Figures out today from Opinium/Observer have the Tories up to 47 per cent, Labour on 28 per cent, the Liberal Democrats on 12 per cent and the Brexit Party down to just three per cent.
The Tories’ vote jumped three points since last week’s poll, while Labour stayed stagnant at 28 per cent.
Today’s YouGov/The Times poll showed the Tories on 42 per cent and Labour on 30 per cent – identical to Wednesday’s numbers.
Both surveys reveal that Labour’s manifesto launch on Thursday and Friday’s leaders’ edition of Question Time has not given the party a polling bounce, unlike in 2017.
Jeremy Corbyn received a large polling boost after launching his party’s manifest in 2017, creating enough momentum to deny Theresa May a majority on election day.

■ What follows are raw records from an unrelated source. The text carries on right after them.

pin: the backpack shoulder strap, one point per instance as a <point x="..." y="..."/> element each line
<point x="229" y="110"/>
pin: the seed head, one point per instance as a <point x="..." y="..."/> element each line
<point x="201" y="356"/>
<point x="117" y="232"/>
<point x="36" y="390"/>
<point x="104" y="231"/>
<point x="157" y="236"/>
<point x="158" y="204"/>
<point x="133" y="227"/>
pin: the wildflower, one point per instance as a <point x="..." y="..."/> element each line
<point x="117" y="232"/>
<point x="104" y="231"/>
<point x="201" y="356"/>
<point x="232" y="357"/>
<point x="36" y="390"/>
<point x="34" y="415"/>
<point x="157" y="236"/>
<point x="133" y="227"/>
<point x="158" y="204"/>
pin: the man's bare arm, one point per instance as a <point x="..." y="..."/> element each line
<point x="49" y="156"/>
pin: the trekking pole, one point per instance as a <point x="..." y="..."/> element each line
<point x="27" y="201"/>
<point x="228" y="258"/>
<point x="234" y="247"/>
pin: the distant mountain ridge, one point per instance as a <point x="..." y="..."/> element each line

He was also aided by an unpopular Conservative manifesto, led by the so-called “dementia tax”, and May’s widely panned campaign performance.
A repeat of two years ago is looking less likely, after the first seat-by-seat projection predicted the Conservatives to gain a majority of 48.
The projection, by Datapraxis from YouGov surveys, predicted the Tories would pick up an extra 57 seats, to win a total of 349.
Meanwhile, the projection sees Labour winning just 213 seats – only four more than Labour’s post-war nadir under Michael Foot in 1983.